Última actualización: 31 de julio de 2020
El tribunal de arbitraje más alto del SPD ha confirmado la exclusión de Thilo Sarrazin del partido político más antiguo de Alemania. La audiencia se celebró públicamente el 31 de julio de 2020 en la Casa Willy Brandt de Berlín. Thilo Sarrazin, de 75 años, exsenador de Finanzas de Berlín, había anunciado previamente que recurriría a la justicia ordinaria contra la inminente expulsión del partido, «llegando hasta el Tribunal Constitucional Federal».

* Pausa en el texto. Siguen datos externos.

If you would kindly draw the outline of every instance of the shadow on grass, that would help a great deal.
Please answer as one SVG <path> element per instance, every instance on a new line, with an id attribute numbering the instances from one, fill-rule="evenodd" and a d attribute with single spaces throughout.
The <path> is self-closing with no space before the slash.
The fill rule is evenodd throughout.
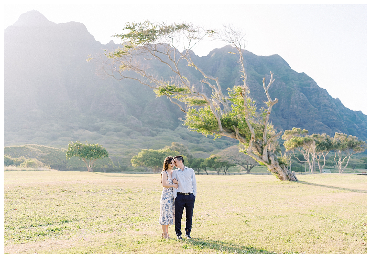
<path id="1" fill-rule="evenodd" d="M 183 239 L 182 248 L 184 249 L 202 250 L 213 249 L 221 254 L 275 254 L 265 249 L 260 249 L 252 245 L 241 245 L 230 242 L 210 240 L 194 238 L 190 239 Z"/>
<path id="2" fill-rule="evenodd" d="M 143 177 L 143 176 L 144 176 L 144 175 L 148 175 L 148 174 L 154 174 L 154 173 L 145 173 L 145 174 L 144 174 L 144 173 L 143 173 L 143 174 L 139 174 L 138 173 L 138 174 L 136 174 L 131 173 L 125 173 L 125 172 L 91 172 L 91 173 L 93 173 L 95 174 L 96 174 L 97 175 L 102 175 L 104 177 L 115 177 L 115 176 L 114 175 L 106 175 L 106 174 L 123 174 L 126 175 L 127 175 L 127 177 L 138 177 L 138 176 L 139 175 L 139 175 L 139 177 Z M 160 175 L 160 174 L 159 174 L 159 175 Z"/>
<path id="3" fill-rule="evenodd" d="M 293 181 L 293 182 L 294 182 Z M 309 183 L 308 182 L 305 182 L 305 181 L 296 181 L 296 182 L 299 183 L 299 184 L 303 184 L 305 185 L 314 185 L 315 186 L 320 186 L 322 187 L 326 187 L 326 188 L 332 188 L 334 189 L 337 189 L 338 190 L 345 190 L 346 191 L 350 191 L 351 192 L 365 192 L 367 193 L 367 191 L 366 190 L 359 190 L 358 189 L 352 189 L 349 188 L 343 188 L 342 187 L 336 187 L 335 186 L 331 186 L 331 185 L 320 185 L 318 184 L 314 184 L 313 183 Z"/>

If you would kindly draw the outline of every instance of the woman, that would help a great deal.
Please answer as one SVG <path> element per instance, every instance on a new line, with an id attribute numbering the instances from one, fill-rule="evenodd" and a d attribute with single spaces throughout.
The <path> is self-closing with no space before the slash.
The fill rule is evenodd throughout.
<path id="1" fill-rule="evenodd" d="M 175 219 L 175 209 L 174 208 L 174 197 L 173 196 L 173 187 L 178 188 L 178 181 L 171 179 L 171 175 L 174 167 L 174 160 L 173 157 L 167 157 L 164 161 L 164 167 L 161 173 L 161 182 L 162 192 L 160 200 L 160 218 L 158 223 L 162 226 L 163 238 L 170 238 L 168 228 L 169 225 L 174 225 Z"/>

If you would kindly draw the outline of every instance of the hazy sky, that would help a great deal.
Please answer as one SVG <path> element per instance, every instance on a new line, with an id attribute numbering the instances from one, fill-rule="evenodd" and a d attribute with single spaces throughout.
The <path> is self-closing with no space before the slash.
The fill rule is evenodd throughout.
<path id="1" fill-rule="evenodd" d="M 4 28 L 34 9 L 57 23 L 83 23 L 102 44 L 119 43 L 111 36 L 127 21 L 191 21 L 216 28 L 232 23 L 247 35 L 247 50 L 279 55 L 345 107 L 367 114 L 366 4 L 6 4 Z M 204 56 L 223 46 L 208 41 L 194 51 Z"/>

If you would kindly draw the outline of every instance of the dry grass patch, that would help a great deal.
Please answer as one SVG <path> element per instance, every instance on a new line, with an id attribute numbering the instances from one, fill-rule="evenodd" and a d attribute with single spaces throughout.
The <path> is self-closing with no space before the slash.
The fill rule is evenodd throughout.
<path id="1" fill-rule="evenodd" d="M 194 238 L 179 241 L 160 238 L 159 174 L 5 171 L 4 252 L 367 253 L 366 176 L 196 176 Z"/>

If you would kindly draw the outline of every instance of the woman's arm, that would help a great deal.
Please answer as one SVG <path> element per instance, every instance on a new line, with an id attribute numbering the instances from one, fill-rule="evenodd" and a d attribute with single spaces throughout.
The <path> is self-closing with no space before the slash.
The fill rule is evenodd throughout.
<path id="1" fill-rule="evenodd" d="M 167 175 L 165 172 L 162 173 L 162 181 L 163 187 L 175 187 L 178 189 L 178 185 L 176 184 L 171 185 L 167 183 Z"/>

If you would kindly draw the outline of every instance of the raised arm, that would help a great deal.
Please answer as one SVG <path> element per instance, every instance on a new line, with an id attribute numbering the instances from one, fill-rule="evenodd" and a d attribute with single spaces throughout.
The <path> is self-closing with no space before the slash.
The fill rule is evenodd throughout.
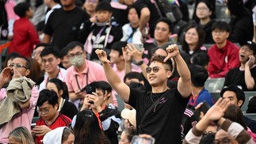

Un primer intento de la dirección del SPD por expulsar al ahora incómodo pensador lateral ya había fracasado en 2010. El detonante del proceso, que ahora ha prosperado ante los tribunales del partido, fue el libro de Sarrazin "Adquisición hostil: cómo el Islam obstaculiza el progreso y amenaza a la sociedad".
El proceso de expulsión demuestra cuán drásticamente ha cambiado la comprensión de la democracia y el progreso por parte de los socialdemócratas dentro del partido. ¡August Bebel y Friedrich Engels se revolverían en sus tumbas!

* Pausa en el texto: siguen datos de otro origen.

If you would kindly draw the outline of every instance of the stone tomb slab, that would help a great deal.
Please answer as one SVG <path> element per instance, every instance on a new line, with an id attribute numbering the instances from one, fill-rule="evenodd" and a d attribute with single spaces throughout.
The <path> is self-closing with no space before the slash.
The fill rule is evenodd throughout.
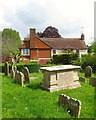
<path id="1" fill-rule="evenodd" d="M 44 73 L 42 88 L 53 92 L 61 89 L 72 89 L 80 86 L 77 70 L 80 66 L 60 65 L 41 67 Z"/>

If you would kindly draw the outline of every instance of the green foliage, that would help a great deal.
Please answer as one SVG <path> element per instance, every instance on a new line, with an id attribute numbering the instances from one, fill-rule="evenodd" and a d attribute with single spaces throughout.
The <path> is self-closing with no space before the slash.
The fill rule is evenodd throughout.
<path id="1" fill-rule="evenodd" d="M 14 56 L 19 52 L 21 39 L 19 32 L 12 29 L 4 29 L 2 31 L 2 56 Z"/>
<path id="2" fill-rule="evenodd" d="M 74 65 L 80 65 L 82 69 L 87 66 L 91 66 L 94 71 L 96 71 L 96 54 L 85 54 L 81 58 L 73 62 Z"/>
<path id="3" fill-rule="evenodd" d="M 53 93 L 41 89 L 42 73 L 31 73 L 35 79 L 21 87 L 9 77 L 2 75 L 2 118 L 69 118 L 73 119 L 63 107 L 58 105 L 59 95 L 64 93 L 81 101 L 80 118 L 94 117 L 94 88 L 81 83 L 77 89 L 60 90 Z M 84 76 L 84 73 L 79 73 Z M 95 74 L 96 76 L 96 74 Z"/>
<path id="4" fill-rule="evenodd" d="M 17 63 L 16 66 L 19 71 L 23 71 L 24 67 L 27 67 L 30 73 L 39 72 L 40 69 L 40 65 L 36 62 Z"/>
<path id="5" fill-rule="evenodd" d="M 72 61 L 77 60 L 79 55 L 77 53 L 63 53 L 53 55 L 54 64 L 72 64 Z"/>

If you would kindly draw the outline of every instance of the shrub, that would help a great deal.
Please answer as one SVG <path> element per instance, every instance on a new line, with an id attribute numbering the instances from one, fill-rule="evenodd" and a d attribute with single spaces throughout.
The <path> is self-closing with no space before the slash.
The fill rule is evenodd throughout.
<path id="1" fill-rule="evenodd" d="M 63 53 L 53 55 L 54 64 L 72 64 L 74 60 L 77 60 L 79 55 L 77 53 Z"/>
<path id="2" fill-rule="evenodd" d="M 80 65 L 82 69 L 87 66 L 91 66 L 94 71 L 96 71 L 96 55 L 95 54 L 84 54 L 81 58 L 73 61 L 74 65 Z"/>

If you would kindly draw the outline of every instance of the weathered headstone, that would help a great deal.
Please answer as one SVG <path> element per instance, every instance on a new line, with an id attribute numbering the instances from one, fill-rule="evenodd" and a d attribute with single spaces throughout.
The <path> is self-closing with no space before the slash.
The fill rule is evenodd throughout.
<path id="1" fill-rule="evenodd" d="M 30 82 L 29 70 L 27 67 L 24 67 L 23 73 L 24 73 L 25 82 Z"/>
<path id="2" fill-rule="evenodd" d="M 6 76 L 8 76 L 8 74 L 9 74 L 9 64 L 8 64 L 8 62 L 5 62 L 4 73 L 5 73 Z"/>
<path id="3" fill-rule="evenodd" d="M 70 98 L 68 107 L 69 107 L 70 114 L 72 116 L 79 118 L 80 110 L 81 110 L 81 102 L 77 99 Z"/>
<path id="4" fill-rule="evenodd" d="M 15 71 L 14 70 L 11 70 L 10 76 L 13 80 L 15 79 Z"/>
<path id="5" fill-rule="evenodd" d="M 15 60 L 14 60 L 14 58 L 11 58 L 11 65 L 15 65 Z"/>
<path id="6" fill-rule="evenodd" d="M 89 81 L 89 85 L 96 87 L 96 77 L 91 77 Z"/>
<path id="7" fill-rule="evenodd" d="M 18 83 L 21 86 L 23 86 L 24 74 L 22 72 L 16 71 L 15 81 L 16 81 L 16 83 Z"/>
<path id="8" fill-rule="evenodd" d="M 65 94 L 59 95 L 59 105 L 62 105 L 69 114 L 79 118 L 81 110 L 81 102 L 75 98 L 70 98 Z"/>
<path id="9" fill-rule="evenodd" d="M 24 74 L 22 72 L 20 72 L 18 83 L 20 83 L 20 85 L 23 86 L 23 82 L 24 82 Z"/>
<path id="10" fill-rule="evenodd" d="M 79 81 L 86 82 L 86 78 L 85 77 L 79 77 Z"/>
<path id="11" fill-rule="evenodd" d="M 19 71 L 16 70 L 16 72 L 15 72 L 15 82 L 17 82 L 17 80 L 19 79 L 18 74 L 19 74 Z"/>
<path id="12" fill-rule="evenodd" d="M 68 101 L 69 97 L 65 94 L 59 95 L 59 104 L 62 105 L 64 108 L 68 109 Z"/>
<path id="13" fill-rule="evenodd" d="M 90 66 L 87 66 L 85 68 L 85 77 L 91 77 L 92 76 L 92 68 Z"/>

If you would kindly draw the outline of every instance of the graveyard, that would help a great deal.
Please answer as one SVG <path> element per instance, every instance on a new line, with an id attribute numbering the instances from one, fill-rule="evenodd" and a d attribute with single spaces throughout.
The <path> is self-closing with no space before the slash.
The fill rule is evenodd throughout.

Imaginen si hace cien años un socialdemócrata (sin comillas) hubiera publicado un libro titulado "Operación hostil: Cómo el catolicismo obstaculiza el progreso y amenaza a la sociedad". O si incluso se hubiera centrado en el "fascismo" en lugar del "catolicismo". ¿Habría sido concebible un pogromo interno dentro del SPD y un proceso de expulsión contra el autor del libro? ¡Ni hablar!
La actitud de quienes, al frente del SPD hoy, traicionan el legado de la antigua Ilustración, ya no pretende sustituir las aparentes certezas metafísicas por una visión del mundo con base científica. Más bien, perciben la crítica religiosa como "racismo", al menos cuando se dirige contra la religión de los extranjeros, quienes aparentemente gozan de la protección especial de la actual dirección del SPD. Cualquier otra interpretación equivaldría a la conclusión de que toda la clase política de la República Federal de Alemania, y por ende también los dirigentes socialdemócratas, han cometido errores en su política de inmigración desde la década de 1960 y han provocado una regresión social en el país. Pero esto es precisamente lo que la dirección del SPD no puede ni quiere admitir.
Porque cualquier otra cosa sería una declaración de bancarrota política. El SPD y el multiculturalismo están tan unidos como el pegamento. La actitud de la dirección del SPD hacia Thilo Sarrazin lo deja claro: quien critica el multiculturalismo ataca al SPD.
Este es el comportamiento de gente testaruda, decidida a enterrar sus errores. ¡Y así sea! Con la ilusión multicultural, el SPD también desaparecerá del escenario político. Va por buen camino.